Additionally, to evaluate the proximity between β casein haplotypes, Mahalanobis distances were represented (Figure 4). Two main clusters were formed, the first represented by GAAACCCC, which was the most distant haplotype from the rest (Mahalanobis distance of 10.5620) when zoometrics/linear appraisal predicted breeding values were considered and the second subcluster comprising the nine remaining β casein haplotypes. A progressive segregation of haplotypes occurred within the second cluster, first derived from the changes from G→A and from T→C at the third and fifth SNP positions in the β casein haplotype, and second, derived from the change back to the former position of C→T at the fifth SNP in the β casein haplotype. The third segregation step undid the changes from G→A and from T→C at the third and fifth SNP positions in the β casein haplotype.

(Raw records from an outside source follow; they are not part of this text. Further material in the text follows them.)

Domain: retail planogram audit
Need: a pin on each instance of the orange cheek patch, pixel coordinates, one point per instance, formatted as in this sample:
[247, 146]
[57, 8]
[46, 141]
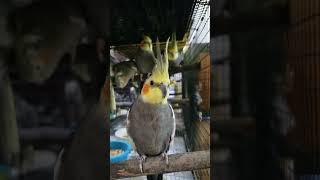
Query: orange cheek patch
[145, 89]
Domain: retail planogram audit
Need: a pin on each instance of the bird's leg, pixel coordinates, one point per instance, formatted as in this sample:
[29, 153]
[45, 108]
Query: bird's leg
[164, 155]
[142, 159]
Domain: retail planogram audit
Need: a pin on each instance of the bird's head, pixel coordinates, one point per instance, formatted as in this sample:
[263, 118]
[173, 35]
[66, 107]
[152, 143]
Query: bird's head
[155, 90]
[146, 43]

Afterward, a complex fourth cluster was formed that presented two main branches. The first one developed around the presence of GGG at the first, second, and third positions in the β casein haplotype, and the second one was based upon the alternating change from G→A at the second and third SNPs within the β casein haplotype and the change of C→T, even if the latter did not appear to be a source for β casein haplotype differences.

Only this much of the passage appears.